2013年5月16日木曜日

本塁打競争



 読売新聞社主催第4回日本野球優勝大会ではホームラン競争が行われました。昭和15年10月11日付け読売新聞は「この大会の興趣を一掃深めるものに初の試みとして“本塁打競争”がある。これは18日から3日間各日正午から挙行するもので各球団から大物打ちの強打者3人ずつを出す・・・各球団が飛ばした本塁打の数によって順位を決する・・・」と伝えています。


 「初の試み」というのが、日本野球優勝大会史上初であるのか、我が国プロ野球史上初の試みであるのかは定かではありませんが、後者の可能性もあります。これまでも試合前のアトラクションは行われてきましたが、ダイヤモンド一周競争、遠投競争、鶴亀競争などは見られましたがホームラン競争は確認しておりません。



 10月18日は阪急、南海、阪神が出場。山下実(阪急)が3本、清水秀雄(南海)が2本、井野川利春(阪急)が1本、吉川義次(南海)が1本、ジミー堀尾文人(阪神)が1本、あとは新富卯三郎(阪急)、岩本義行(南海)、本堂保次(阪神)、伊賀上良平(阪神)が0本で阪急が優勝しました。


 10月19日は名古屋、翼、金鯱が出場。
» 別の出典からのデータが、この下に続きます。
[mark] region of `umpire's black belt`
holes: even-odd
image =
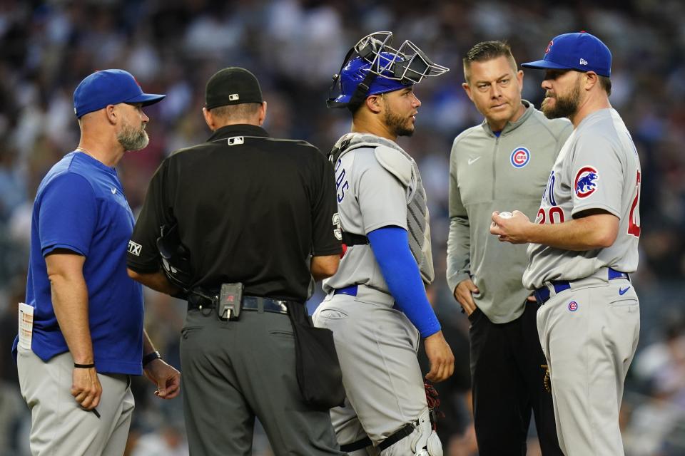
[[[218,301],[218,297],[215,295],[212,296],[200,296],[193,294],[191,291],[188,297],[188,310],[215,309]],[[288,301],[282,299],[273,299],[261,296],[243,296],[242,309],[244,311],[263,309],[265,312],[288,315]]]
[[[614,280],[614,279],[627,279],[630,280],[630,277],[627,273],[621,272],[612,268],[607,268],[607,269],[609,271],[609,280]],[[549,284],[554,289],[555,294],[571,289],[571,282],[567,280],[552,280],[549,282]],[[539,288],[533,291],[533,296],[535,296],[535,300],[537,301],[537,304],[542,306],[549,300],[549,289],[547,286]]]

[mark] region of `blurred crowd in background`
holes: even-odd
[[[457,371],[438,385],[448,456],[476,455],[469,409],[468,322],[445,280],[449,157],[454,138],[482,117],[460,87],[462,58],[476,43],[506,39],[519,63],[542,57],[549,41],[586,30],[613,53],[610,100],[626,121],[642,164],[638,354],[622,415],[629,456],[685,454],[685,3],[681,0],[92,0],[0,2],[0,456],[27,455],[28,409],[10,356],[16,303],[24,300],[31,211],[41,179],[78,144],[72,93],[97,69],[131,72],[148,93],[150,145],[127,154],[118,175],[134,212],[161,160],[204,141],[207,79],[226,66],[252,71],[268,103],[272,136],[306,140],[323,152],[350,128],[328,110],[331,76],[347,50],[375,31],[414,41],[451,68],[415,89],[416,133],[399,143],[419,163],[428,193],[437,279],[430,290]],[[524,98],[539,106],[542,72],[526,72]],[[226,170],[226,177],[240,170]],[[274,176],[278,178],[278,176]],[[198,182],[198,185],[202,185]],[[512,182],[515,185],[515,182]],[[192,192],[192,188],[187,189]],[[502,207],[500,210],[515,208]],[[208,245],[207,249],[212,249]],[[146,290],[148,331],[178,366],[185,303]],[[320,292],[310,301],[315,307]],[[128,453],[187,455],[181,401],[158,400],[144,378]],[[217,417],[217,423],[220,418]],[[534,435],[530,452],[538,454]],[[258,432],[255,455],[271,455]]]

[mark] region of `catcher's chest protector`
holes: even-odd
[[[375,135],[350,133],[341,138],[331,151],[335,165],[343,155],[360,147],[374,150],[380,165],[397,178],[407,189],[407,227],[409,247],[419,266],[421,277],[426,284],[435,279],[433,258],[430,247],[430,227],[426,190],[421,181],[419,167],[414,159],[393,141]]]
服部受弘(名古屋)が1本、柳鶴震(翼)が1本、あとは松尾幸造(名古屋)、吉田猪佐喜(名古屋)、小島二男(翼)、佐藤武夫(翼)、森田実(金鯱)、柴田多摩男(金鯱)、黒澤俊夫(金鯱)が0本で名古屋と翼が優勝しました。チームで0本の金鯱は“失格”と記録されています。なお読売新聞には翼軍は「東京翼」と書かれています。


 10月20日は巨人、ライオン、黒鷲が出場。川上哲治(巨人)が3本、鬼頭数雄(ライオン)が2本、亀田忠(黒鷲)が1本、あとは中島治康(巨人)、中尾輝三(巨人)、広田修三(ライオン)、菊矢吉男(ライオン)、中河美芳(黒鷲)、サム高橋吉雄(黒鷲)が0本で巨人が優勝しました。
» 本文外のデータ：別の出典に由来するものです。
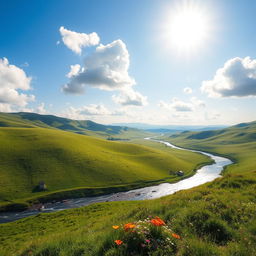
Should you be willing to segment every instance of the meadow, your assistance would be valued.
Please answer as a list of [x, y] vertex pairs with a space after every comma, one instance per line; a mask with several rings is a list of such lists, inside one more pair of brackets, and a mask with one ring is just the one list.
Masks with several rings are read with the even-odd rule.
[[[235, 163], [222, 178], [160, 199], [99, 203], [2, 224], [0, 255], [256, 255], [255, 141], [237, 136], [245, 130], [253, 134], [254, 123], [165, 137], [179, 146], [231, 158]], [[159, 143], [136, 143], [171, 152]], [[163, 226], [150, 224], [156, 216]], [[145, 220], [151, 226], [144, 234]], [[127, 231], [127, 224], [134, 227]]]
[[[211, 160], [164, 147], [108, 141], [50, 128], [0, 128], [0, 205], [29, 204], [174, 182]], [[37, 189], [44, 181], [47, 189]]]

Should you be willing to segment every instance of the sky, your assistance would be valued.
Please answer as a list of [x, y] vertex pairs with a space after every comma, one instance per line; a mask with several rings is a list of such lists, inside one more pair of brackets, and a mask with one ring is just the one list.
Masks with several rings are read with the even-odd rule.
[[0, 10], [2, 112], [256, 120], [256, 1], [9, 0]]

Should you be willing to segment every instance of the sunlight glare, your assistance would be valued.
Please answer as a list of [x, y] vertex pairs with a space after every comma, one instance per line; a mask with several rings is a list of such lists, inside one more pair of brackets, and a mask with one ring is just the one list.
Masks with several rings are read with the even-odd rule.
[[181, 51], [195, 50], [207, 37], [207, 19], [202, 10], [193, 6], [174, 13], [168, 27], [171, 44]]

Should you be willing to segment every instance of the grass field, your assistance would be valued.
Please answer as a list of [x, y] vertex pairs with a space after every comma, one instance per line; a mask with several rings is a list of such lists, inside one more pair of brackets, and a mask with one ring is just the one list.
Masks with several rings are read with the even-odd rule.
[[[51, 200], [56, 193], [59, 198], [86, 196], [176, 181], [175, 171], [182, 169], [190, 176], [209, 163], [207, 157], [191, 152], [47, 128], [0, 128], [0, 140], [2, 206], [42, 197]], [[40, 181], [47, 191], [35, 192]]]
[[256, 159], [256, 122], [216, 131], [183, 132], [164, 139], [179, 146], [228, 156], [235, 164], [228, 166], [226, 173], [256, 170], [256, 163], [253, 161]]
[[114, 244], [124, 237], [112, 225], [160, 216], [181, 239], [173, 241], [173, 253], [158, 250], [150, 255], [254, 256], [255, 189], [255, 173], [246, 173], [157, 200], [101, 203], [38, 214], [0, 226], [0, 255], [129, 255]]
[[[168, 138], [180, 146], [231, 157], [236, 163], [226, 169], [223, 178], [160, 199], [93, 204], [2, 224], [0, 255], [255, 256], [256, 143], [248, 136], [243, 139], [243, 135], [237, 136], [245, 131], [253, 134], [253, 126], [254, 123], [216, 131], [219, 134], [183, 133]], [[136, 143], [150, 147], [152, 142]], [[168, 153], [169, 149], [163, 149], [161, 144], [155, 147], [154, 150]], [[171, 247], [161, 244], [163, 231], [156, 229], [155, 233], [150, 230], [150, 239], [159, 238], [157, 248], [146, 251], [147, 247], [143, 247], [142, 250], [139, 243], [131, 249], [131, 240], [127, 239], [132, 238], [134, 244], [141, 235], [112, 228], [119, 225], [122, 229], [125, 223], [152, 218], [150, 216], [159, 216], [178, 234], [178, 238], [170, 236]], [[124, 244], [116, 245], [116, 239], [123, 240]]]
[[100, 138], [136, 139], [149, 136], [144, 130], [125, 126], [98, 124], [90, 120], [72, 120], [54, 115], [36, 113], [0, 113], [0, 127], [49, 128], [70, 131]]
 決勝再試合となった10月21日も巨人とライオンで本塁打競争が行われました。不明(ライオンの選手ですが字が不鮮明で判読できず)が2本、広田修三が2本、鬼頭数雄が1本、川上哲治が1本、中島治康が1本、吉原正喜が0本で試合には敗れることとなるライオンが優勝しました。
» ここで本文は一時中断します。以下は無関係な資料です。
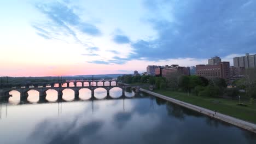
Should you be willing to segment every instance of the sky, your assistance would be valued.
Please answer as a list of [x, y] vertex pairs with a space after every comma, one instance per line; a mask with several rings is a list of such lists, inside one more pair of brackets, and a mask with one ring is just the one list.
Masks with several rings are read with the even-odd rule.
[[256, 1], [0, 0], [0, 76], [129, 74], [256, 53]]

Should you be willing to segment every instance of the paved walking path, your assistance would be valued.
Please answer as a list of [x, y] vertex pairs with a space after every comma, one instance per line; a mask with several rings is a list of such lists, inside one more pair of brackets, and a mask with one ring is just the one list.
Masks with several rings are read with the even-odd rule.
[[[232, 124], [235, 125], [237, 127], [242, 128], [243, 129], [245, 129], [251, 131], [256, 133], [256, 124], [253, 123], [251, 123], [249, 122], [247, 122], [232, 117], [230, 117], [227, 115], [225, 115], [218, 112], [216, 112], [215, 111], [208, 110], [200, 106], [197, 106], [196, 105], [194, 105], [189, 103], [187, 103], [183, 102], [182, 101], [180, 101], [173, 98], [171, 98], [164, 95], [161, 95], [158, 93], [156, 93], [153, 92], [150, 92], [149, 91], [141, 88], [139, 89], [142, 92], [144, 92], [150, 94], [151, 95], [153, 95], [154, 96], [158, 97], [159, 98], [162, 98], [163, 99], [166, 100], [167, 101], [171, 101], [174, 104], [181, 105], [182, 106], [187, 107], [189, 109], [194, 110], [195, 111], [199, 112], [200, 113], [208, 115], [210, 117], [214, 117], [215, 118], [218, 119], [222, 121]], [[256, 116], [255, 116], [256, 117]]]

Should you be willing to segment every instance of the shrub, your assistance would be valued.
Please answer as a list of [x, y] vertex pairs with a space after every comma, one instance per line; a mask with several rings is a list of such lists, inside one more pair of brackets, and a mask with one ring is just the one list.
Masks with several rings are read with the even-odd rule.
[[226, 89], [225, 95], [228, 97], [237, 97], [239, 91], [236, 88], [228, 88]]
[[194, 89], [194, 92], [195, 92], [196, 95], [198, 95], [198, 94], [199, 94], [199, 92], [203, 90], [205, 90], [205, 88], [201, 86], [197, 86], [195, 87], [195, 89]]

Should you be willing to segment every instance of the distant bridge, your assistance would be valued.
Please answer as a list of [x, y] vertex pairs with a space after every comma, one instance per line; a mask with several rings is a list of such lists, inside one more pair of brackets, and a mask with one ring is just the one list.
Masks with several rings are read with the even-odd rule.
[[[71, 84], [73, 84], [71, 86]], [[78, 85], [80, 84], [80, 85]], [[27, 100], [28, 92], [35, 90], [39, 93], [39, 101], [46, 101], [46, 91], [54, 89], [57, 92], [57, 100], [62, 100], [63, 91], [65, 89], [71, 89], [74, 92], [74, 99], [79, 99], [79, 90], [88, 88], [91, 92], [91, 98], [94, 97], [94, 91], [98, 88], [103, 88], [107, 91], [107, 97], [109, 96], [109, 91], [114, 87], [119, 87], [122, 89], [122, 95], [124, 96], [125, 90], [127, 87], [135, 89], [136, 92], [139, 92], [139, 86], [131, 86], [127, 85], [118, 83], [115, 80], [97, 80], [97, 81], [75, 81], [57, 82], [29, 82], [29, 83], [12, 83], [0, 85], [0, 98], [2, 100], [8, 101], [11, 95], [9, 92], [16, 91], [20, 93], [21, 101]]]

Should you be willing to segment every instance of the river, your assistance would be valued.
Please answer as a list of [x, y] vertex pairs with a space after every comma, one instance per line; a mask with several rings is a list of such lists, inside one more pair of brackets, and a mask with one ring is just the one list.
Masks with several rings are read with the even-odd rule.
[[[29, 92], [30, 103], [20, 104], [11, 91], [1, 104], [0, 143], [256, 143], [256, 135], [144, 93], [127, 89], [126, 98], [104, 99], [104, 89], [47, 92], [49, 102], [37, 103], [39, 94]], [[121, 90], [110, 90], [119, 98]]]

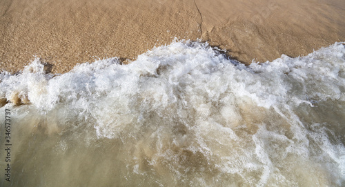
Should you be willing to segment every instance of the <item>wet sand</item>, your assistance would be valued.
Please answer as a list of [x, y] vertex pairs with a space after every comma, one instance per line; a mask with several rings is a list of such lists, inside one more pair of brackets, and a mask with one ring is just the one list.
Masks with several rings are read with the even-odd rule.
[[36, 56], [66, 72], [98, 58], [135, 59], [175, 37], [247, 64], [270, 61], [345, 41], [344, 14], [342, 0], [3, 0], [0, 67], [16, 72]]

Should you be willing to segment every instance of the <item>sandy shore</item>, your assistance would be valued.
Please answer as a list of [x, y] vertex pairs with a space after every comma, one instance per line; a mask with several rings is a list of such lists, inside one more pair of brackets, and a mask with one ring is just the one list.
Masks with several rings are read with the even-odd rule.
[[345, 41], [345, 1], [0, 1], [0, 67], [16, 72], [37, 56], [65, 72], [77, 63], [135, 59], [179, 37], [201, 38], [249, 63], [305, 55]]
 黒鷲から出場したサム高橋吉雄は昭和12年を最後に兵役に就いていましたが帰還して10月13日の南海戦で9回二死から代打に登場してプロ野球に復帰しました。なお、この試合の実況中継では筆者の勘違いにより高橋輝彦と書いておりました。お詫びして訂正させていただきます。本文は訂正済みです。高橋吉雄はこの後代打で快打を連発して終盤戦では四番を打つこととなります。今季は13試合に出場して36打数10安打、2割7分8厘のハイアベレージを記録することとなります。当ブログの古くからの読者であればご存知のとおり、戦前屈指のホームランバッターです。